I was brought into a client site to help develop with Disaster Recovery for a content management system. My clients offices where in New York City, in lower Manhattan. The 9/11/2001 attacks prevented communications from their data center and their corporate offices. After a few days the communication channels were open and business was allowed to be conducted. 
This was considered a Black Swan type of risk and highly unlikely to reoccur. A Black Swan event as described by Nassim Nicholas Taleb is based on three criteria
  1. The event is a surprise (to the observer).
  2. The event has a major effect.
  3. After the first recorded instance of the event, it is rationalized by hindsight, as if it could have been expected; that is, the relevant data were available but unaccounted for in risk mitigation programs. The same is true for the personal perception by individuals.

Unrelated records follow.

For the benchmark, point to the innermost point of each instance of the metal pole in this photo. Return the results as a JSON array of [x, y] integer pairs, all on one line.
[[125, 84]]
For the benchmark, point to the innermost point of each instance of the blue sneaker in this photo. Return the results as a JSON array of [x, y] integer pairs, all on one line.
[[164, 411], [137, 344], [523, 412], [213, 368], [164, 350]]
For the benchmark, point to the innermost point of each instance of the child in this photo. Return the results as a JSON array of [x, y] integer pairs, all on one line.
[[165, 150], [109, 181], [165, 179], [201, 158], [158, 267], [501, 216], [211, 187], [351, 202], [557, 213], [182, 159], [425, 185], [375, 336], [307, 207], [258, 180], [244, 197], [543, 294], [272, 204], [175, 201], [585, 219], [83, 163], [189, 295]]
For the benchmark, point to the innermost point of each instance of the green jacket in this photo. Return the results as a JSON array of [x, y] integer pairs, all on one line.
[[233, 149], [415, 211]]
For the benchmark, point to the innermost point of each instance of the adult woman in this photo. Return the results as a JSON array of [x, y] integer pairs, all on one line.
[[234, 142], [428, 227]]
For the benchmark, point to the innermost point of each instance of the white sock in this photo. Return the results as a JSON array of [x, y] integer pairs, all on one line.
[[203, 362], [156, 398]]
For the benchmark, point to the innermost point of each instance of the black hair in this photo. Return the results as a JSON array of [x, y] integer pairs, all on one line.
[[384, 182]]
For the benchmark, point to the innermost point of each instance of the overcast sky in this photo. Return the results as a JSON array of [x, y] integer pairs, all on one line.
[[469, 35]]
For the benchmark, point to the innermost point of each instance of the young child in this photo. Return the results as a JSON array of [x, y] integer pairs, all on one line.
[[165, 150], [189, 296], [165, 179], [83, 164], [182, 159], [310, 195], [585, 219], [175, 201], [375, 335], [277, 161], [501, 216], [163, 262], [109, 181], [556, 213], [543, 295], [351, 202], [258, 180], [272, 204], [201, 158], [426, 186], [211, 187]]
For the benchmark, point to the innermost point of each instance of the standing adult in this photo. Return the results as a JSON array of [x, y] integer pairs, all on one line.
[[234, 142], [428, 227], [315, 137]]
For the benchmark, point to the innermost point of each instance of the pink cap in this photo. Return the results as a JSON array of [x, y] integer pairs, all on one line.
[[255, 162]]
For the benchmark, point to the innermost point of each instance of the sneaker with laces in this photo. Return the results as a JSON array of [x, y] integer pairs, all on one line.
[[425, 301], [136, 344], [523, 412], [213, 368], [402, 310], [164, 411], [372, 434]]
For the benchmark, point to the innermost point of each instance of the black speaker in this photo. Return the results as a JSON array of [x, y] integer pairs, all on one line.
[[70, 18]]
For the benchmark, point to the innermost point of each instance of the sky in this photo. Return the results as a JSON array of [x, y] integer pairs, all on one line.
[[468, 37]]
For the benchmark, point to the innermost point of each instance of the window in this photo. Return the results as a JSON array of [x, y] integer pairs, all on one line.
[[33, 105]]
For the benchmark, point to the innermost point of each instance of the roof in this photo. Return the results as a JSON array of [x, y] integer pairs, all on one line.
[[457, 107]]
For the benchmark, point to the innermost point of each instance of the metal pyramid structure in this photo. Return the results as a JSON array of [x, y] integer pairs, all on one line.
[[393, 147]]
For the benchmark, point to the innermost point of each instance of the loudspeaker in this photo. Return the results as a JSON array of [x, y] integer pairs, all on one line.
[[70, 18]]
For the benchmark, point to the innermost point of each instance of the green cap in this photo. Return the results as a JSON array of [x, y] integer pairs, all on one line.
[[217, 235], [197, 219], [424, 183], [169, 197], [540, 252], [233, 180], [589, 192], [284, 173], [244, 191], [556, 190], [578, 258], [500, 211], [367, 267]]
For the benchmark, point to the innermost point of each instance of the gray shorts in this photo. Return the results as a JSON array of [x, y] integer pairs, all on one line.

The Swan reared its ugly head again in August 14th 2003 when New York City experienced a blackout. Again, the data center was unreachable. 
I was involved with the design of their enterprise content management system’s architecture. The system needed to accommodate 2.7 million workflows a day with 16 million documents. Therefore building two systems, production and backup, to manage the traffic and the workflow was a very expensive endeavor. 
The DR site chosen was in Jersey City, New Jersey, across the river from my client’s offices. Taking advantage of the close proximity of the DR site and the need for a large and powerful system, I suggested that we use the DR site in the design to process the workflows. The data would reside in NYC with failover to the New Jersey site in an active-passive configuration. We did discuss active-active, yet the costs were too much to overcome.

The workflows were going to be hardest part to design. Only one thousand concurrent workflows could be processed per Application server. I created five application service processes per physical server and replicated the same configuration at the DR site. Therefore the system could accommodate six thousand concurrent workflows. As designed the system was designed for 3 million workflows over a twenty-four hour period
Therefore turning Black Swans white.